Jenny Saville’s Entry: humanness reduced to meat

Jenny Saville, Entry
Archive of pain ... Jenny Saville’s Entry. Photograph: The artist and Gagosian

Out there

Jenny Saville’s 1990s breakout work with obese female bodies on supersized canvases – as seen on the Manic Street Preachers’ Holy Bible cover – were discovered by Charles Saatchi, who supported her for 18 months before exhibiting the results as part of Young British Artists III when she was 23. She has since sought other subjects whose appearance challenges the norm, including people fresh from cosmetic surgery.

Shock factor

The woman in this painting is a corpse, her face ripped open by a bullet.
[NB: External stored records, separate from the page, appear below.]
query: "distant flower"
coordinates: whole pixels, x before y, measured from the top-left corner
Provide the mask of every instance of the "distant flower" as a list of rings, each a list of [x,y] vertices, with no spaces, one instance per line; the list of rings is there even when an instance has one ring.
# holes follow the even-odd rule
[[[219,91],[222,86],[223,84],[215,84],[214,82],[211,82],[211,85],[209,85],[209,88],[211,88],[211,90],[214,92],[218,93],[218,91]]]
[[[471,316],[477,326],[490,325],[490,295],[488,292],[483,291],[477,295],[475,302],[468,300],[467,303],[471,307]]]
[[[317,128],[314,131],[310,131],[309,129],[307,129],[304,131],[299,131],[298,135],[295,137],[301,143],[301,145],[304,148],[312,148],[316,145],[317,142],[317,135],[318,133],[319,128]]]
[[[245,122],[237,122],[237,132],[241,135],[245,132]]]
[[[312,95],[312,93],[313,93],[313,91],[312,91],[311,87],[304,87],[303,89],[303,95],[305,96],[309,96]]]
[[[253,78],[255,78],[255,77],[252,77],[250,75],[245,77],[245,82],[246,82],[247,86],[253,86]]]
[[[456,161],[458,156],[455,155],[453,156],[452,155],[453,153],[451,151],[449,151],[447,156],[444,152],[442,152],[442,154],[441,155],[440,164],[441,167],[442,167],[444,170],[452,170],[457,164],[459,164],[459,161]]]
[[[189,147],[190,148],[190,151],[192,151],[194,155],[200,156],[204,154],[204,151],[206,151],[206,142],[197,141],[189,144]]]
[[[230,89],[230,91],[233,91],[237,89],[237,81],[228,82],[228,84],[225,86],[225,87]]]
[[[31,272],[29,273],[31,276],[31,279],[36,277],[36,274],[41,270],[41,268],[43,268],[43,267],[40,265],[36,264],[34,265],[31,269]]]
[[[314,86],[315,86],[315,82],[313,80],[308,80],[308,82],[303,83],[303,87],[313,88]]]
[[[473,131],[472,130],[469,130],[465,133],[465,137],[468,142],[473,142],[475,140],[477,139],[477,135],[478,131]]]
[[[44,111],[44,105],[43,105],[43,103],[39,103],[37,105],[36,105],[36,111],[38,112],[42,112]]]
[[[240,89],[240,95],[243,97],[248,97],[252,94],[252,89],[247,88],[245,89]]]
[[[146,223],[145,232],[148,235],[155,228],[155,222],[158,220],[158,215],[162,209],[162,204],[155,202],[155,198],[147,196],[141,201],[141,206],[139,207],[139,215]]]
Beneath a half-shut eye, electric-blue bruises and rust-red dried blood animate her sickly pallor.

The skin we’re in

Hailed as an heir to Soutine, Bacon and Freud thanks to her fleshy way with paint and focus on mortal remains, the painter says she is interested in “extreme humanness”. This typically means a moment when physicality comes to the fore and bodies are reduced to meat.

Access denied

The work’s title, Entry, is double-edged. These eyes are no windows to the soul but glazed, the person absent. The skin has become a literal and obscene entry point, opening in a purple-black void of dried blood at the painting’s centre, which reveals nothing.